This proportion—three-eighths to five-eighths—appears to be very favourable to the maintenance of hybrid races; it is the proportion which characterises the famous leporides, the result of the crossing of the hare and the rabbit. But can these hybrids, of which so much has been said, maintain themselves without reverting to the parental types? M. Roux evidently believed it, and it is still asserted by M. Gayot. But the testimony of those who have established and impugned their assertions leaves scarcely any room for doubt. Isidore Geoffroy, who had at first believed in their fixity, and had spoken of it as a conquest, did not hesitate afterwards to admit the reversion. The fact has been established in the Jardin d’Acclimatation, and M. Roux himself, upon the assertion of M. Faivre, appears to have abandoned his previous assertions. The observations and experiments made by the Agricultural Society of Paris clearly show that the leporides, sent or presented by the breeders themselves, had entirely reverted to the rabbit type. Lastly, M. Sanson, discussing the anatomical side of the question, has arrived at the same conclusions. Moreover, whoever will credit the observations made by M. Naudin upon the Linariæ, will easily recognise the reversion and the disordered variation exhibited by the leporides of the Abbé Cagliari, who was the first to obtain a fertile crossing between the hare and the rabbit.

These phenomena appear in an equally well marked manner in the result of the cross between the silkmoth (Bombyx cynthia) and the castor-oil silkmoth (Bombyx arrindia), obtained by M. Guérin Méneville. The hybrids of the first generation were almost exactly intermediate between the two species, and resembled each other. In the second this uniformity disappeared, in the third the dissimilarity had increased, some of the insects having reassumed all the characters of the paternal or maternal types. In the seventh generation this curious experiment was destroyed by ichneumons. But, as M. Valée, their intelligent breeder, told me, nearly all the moths had returned to the type of the Bombyx arrindia. The resemblance to what took place in the case of M. Naudin’s Linariæ is here complete.

V. The phenomenon of the reversion of the descendants of a hybrid to the paternal or maternal type, or disordered variation, has given rise to some interpretations which it will be well to rectify, and has also raised important questions.

The attempt has been made to assimilate the latter to the oscillations presented by mongrels for some generations. But daily experience should suffice to refute this opinion. Breeders are crossing races every day for some purpose or other, and they would never do so if the crossing were to result in the production of a disorder which would exhibit the smallest resemblance to that displayed by the Linariæ of M. Naudin, and the silkmoths of Guérin Méneville. They expect, however, a few irregularities more or less marked, in the first generations, but they know that the race will soon settle while the disorder would only increase if the crossing had taken place between species.

Again, an attempt has been made to consider the facts of atavism and reversion as identical. There is, however, a fundamental difference between them, for the mongrel which by atavism reassumes the characters of one of its paternal ancestors, for example, still preserves its mixed nature. This is proved by the possibility of its offspring of the first or second generation reproducing, on the contrary, the essential traits of its own maternal ancestors. Darwin gives many examples of facts of this nature from the agricultural history of his country. One of the best to quote is that furnished by the genealogy of a family of dogs observed by Girou de Buzareingues. These animals were crosses between the setter and spaniel. Now one male, a setter to all appearances, united with a female of pure setter breed, produced spaniels, which makes it evident that the latter blood was by no means annihilated, and that the return to the setter type was only apparent.

It is different in the cases of reversion displayed by hybrids, for one of the two bloods is irrevocably expelled. We are justified in making this assertion in the case of mammalia, by experience extending as far back as the Roman period, or at least as far as the seventeenth century. Titires and musmons have never since those times had offspring affected by atavism. A ram and sheep have never been known to produce a kid, nor a male and female goat to produce a lamb. It is the same with plants, according to statements with which M. Naudin has kindly furnished me.

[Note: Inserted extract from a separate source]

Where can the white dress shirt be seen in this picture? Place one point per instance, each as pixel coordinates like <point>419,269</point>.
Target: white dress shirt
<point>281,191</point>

Far from being similar, the phenomena of atavism and reversion are absolutely different and characteristic, the one of crossing between races, the other of crossing between species. The first proclaims the persistency of the physiological connections between all the representatives, more or less modified, of one species; the second proves the complete rupture of the same connections between the descendants of two species accidentally brought into contact by the promoter of the hybridism.

VI. In none of the preceding cases has hybridism, no matter in what degree, given rise to a series of individuals descended the one from the other; and preserving the same characters. An exception is, however, known to this general fact. It is unique, and is produced in the vegetable kingdom from the crossing of wheat with Ægilops ovata.

The hybrid of the first generation from these two species is sometimes produced naturally, and was regarded by Requien as a species. Fabre, who frequently met with it in the fields, considered it to be the commencement of the transmutation of the Ægilops into wheat. Afterwards a quadroon hybrid, accidentally obtained and cultivated during several years, gave him descendants resembling the beardless wheat of the South. It was the result of reversion. Fabre, however, who did not recognise the hybrid, thought it was a transmutation, and flattered himself that he had discovered wild wheat in the Ægilops.